A slow pace of life, including reduced reproductive rates and a plant-rich diet, can increase the lifespans of lizards and snakes

Less sex and eating more greens has been found to lead to a longer – if not necessarily more enjoyable – life in reptiles.

Researchers discovered that a slow pace of life, including reduced reproductive rates and a plant-rich diet, can increase the lifespans of lizards and snakes.

An international team, including scientists from the University of Lincoln, the US, Malaysia, Ecuador and the Middle East examined studies on more than 1,000 species of reptiles, including 672 lizards and 336 snakes, chosen to represent the approximately 10,000 known reptiles on the planet.

After examining ”life history parameters”, such as body size, earliest age at first reproduction, body temperature, diet, litter size and frequency and geographic distribution, they found that among other factors, early sexual maturation and a greater frequency of laying eggs or giving birth were associated with shortened longevity.

Professor Shai Meiri, from Tel Aviv University, who led the study, said: ”There were aspects of this study that we were able to anticipate. Reproduction, for example, comes at the price of great stress to the mother.

”She experiences physiological stress, is unable to forage efficiently, and is more vulnerable to her surroundings. This reflects evolutionary logic.

”To relate this to humans, imagine the physical stress the body of an Olympic gymnast experiences – and the first thing that disappears is her period. In reptiles, it also increases the probability of being preyed upon.”

Reptiles that were sexually mature early on were also less likely to make it to old age. Prof Meiri said: ”Live fast and die young, they say – but live slow, live long.”

The scientists also discovered that herbivorous lizards, with a plant-rich diet, lived longer than smaller carnivores that ate mostly insects.

A protein-rich diet seemed to lead to faster growth, earlier and more intense reproduction and a shortened lifespan. Herbivores were thought to consume nutritionally poorer food, so reached maturity later and therefore lived longer.

Hunting was also found likely to be riskier than gathering fruits and leaves, at least for animals.

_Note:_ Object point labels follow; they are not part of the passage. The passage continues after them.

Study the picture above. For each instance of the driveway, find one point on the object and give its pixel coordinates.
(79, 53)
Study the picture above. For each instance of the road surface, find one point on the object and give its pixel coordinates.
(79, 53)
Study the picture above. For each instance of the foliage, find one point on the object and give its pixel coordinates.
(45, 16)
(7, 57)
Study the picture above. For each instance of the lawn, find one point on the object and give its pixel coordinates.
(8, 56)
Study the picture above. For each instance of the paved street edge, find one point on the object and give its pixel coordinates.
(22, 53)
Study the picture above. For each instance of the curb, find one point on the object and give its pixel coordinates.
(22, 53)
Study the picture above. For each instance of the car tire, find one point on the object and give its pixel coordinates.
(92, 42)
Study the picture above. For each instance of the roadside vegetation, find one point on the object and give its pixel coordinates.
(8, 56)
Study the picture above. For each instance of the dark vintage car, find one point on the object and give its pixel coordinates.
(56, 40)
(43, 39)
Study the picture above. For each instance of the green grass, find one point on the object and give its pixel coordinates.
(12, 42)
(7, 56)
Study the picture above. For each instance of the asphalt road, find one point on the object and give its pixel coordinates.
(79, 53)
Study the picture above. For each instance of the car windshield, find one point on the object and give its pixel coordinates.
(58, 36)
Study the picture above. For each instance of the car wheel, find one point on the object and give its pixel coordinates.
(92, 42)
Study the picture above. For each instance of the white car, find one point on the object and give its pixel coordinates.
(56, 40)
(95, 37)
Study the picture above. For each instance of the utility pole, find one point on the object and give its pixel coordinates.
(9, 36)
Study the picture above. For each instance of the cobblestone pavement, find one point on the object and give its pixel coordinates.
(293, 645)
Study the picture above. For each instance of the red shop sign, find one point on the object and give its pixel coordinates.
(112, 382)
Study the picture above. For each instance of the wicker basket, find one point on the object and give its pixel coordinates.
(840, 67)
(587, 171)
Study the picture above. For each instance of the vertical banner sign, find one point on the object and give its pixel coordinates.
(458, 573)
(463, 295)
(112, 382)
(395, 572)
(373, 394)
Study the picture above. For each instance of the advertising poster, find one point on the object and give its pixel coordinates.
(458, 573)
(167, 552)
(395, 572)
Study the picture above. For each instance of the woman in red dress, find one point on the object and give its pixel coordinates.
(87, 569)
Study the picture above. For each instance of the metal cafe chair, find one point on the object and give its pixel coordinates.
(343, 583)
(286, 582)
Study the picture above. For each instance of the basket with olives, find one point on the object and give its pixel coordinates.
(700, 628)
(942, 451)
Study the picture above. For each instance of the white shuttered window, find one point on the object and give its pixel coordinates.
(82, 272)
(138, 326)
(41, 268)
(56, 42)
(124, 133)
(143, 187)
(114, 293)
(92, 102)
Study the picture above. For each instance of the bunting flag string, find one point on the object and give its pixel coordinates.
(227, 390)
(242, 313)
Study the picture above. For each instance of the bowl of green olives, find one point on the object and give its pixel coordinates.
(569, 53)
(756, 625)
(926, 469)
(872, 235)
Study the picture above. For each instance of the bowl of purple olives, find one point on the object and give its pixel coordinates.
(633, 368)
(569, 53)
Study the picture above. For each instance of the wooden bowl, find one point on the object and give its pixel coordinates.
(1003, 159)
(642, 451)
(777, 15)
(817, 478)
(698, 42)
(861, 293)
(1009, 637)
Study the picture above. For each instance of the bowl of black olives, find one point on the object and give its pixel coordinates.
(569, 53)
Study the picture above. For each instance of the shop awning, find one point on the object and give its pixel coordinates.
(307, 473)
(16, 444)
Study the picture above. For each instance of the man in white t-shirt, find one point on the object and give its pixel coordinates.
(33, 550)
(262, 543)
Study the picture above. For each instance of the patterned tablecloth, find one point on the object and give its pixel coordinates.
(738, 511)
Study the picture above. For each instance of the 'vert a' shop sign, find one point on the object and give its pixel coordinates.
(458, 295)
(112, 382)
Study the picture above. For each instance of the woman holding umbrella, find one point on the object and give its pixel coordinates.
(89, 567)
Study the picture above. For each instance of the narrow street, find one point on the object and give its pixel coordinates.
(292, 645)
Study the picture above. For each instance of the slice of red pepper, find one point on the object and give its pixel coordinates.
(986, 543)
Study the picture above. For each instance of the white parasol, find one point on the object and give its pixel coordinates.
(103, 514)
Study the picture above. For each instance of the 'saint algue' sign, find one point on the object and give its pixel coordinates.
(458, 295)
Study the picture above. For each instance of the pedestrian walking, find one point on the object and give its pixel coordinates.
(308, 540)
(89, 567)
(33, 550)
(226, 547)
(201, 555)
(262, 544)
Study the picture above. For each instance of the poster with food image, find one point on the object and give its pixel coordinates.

Prof Meiri said: ”If you’re an animal, hunting your food can be dangerous. You risk injury or even death. This is why you cannot simply transfer this logic to humans.

”Going to buy a head of lettuce at the supermarket is just as risky as going to the meat department. As a reptile, if you eat plants, you may need to be frugal, take life more slowly, and save your calories for digestion. You are forced to have a slower life, a more phlegmatic existence.”

The research also suggested that reptiles living in colder regions live longer, due to hibernation, which offers safety from predators, and slower movement due to a seasonal drop in metabolic rate.

Prof Meiri said: ”Our main predictors of longevity were herbivorous diets, colder climates, larger body sizes, and infrequent and later reproduction.

”I stress that you cannot simply transfer the results of a study on lizards to humans – but this is the first study of its kind on reptiles, which does open up an avenue for further research on other factors that lead to longevity of these and other species.”

The research was published in the journal Global Ecology And Biogeography.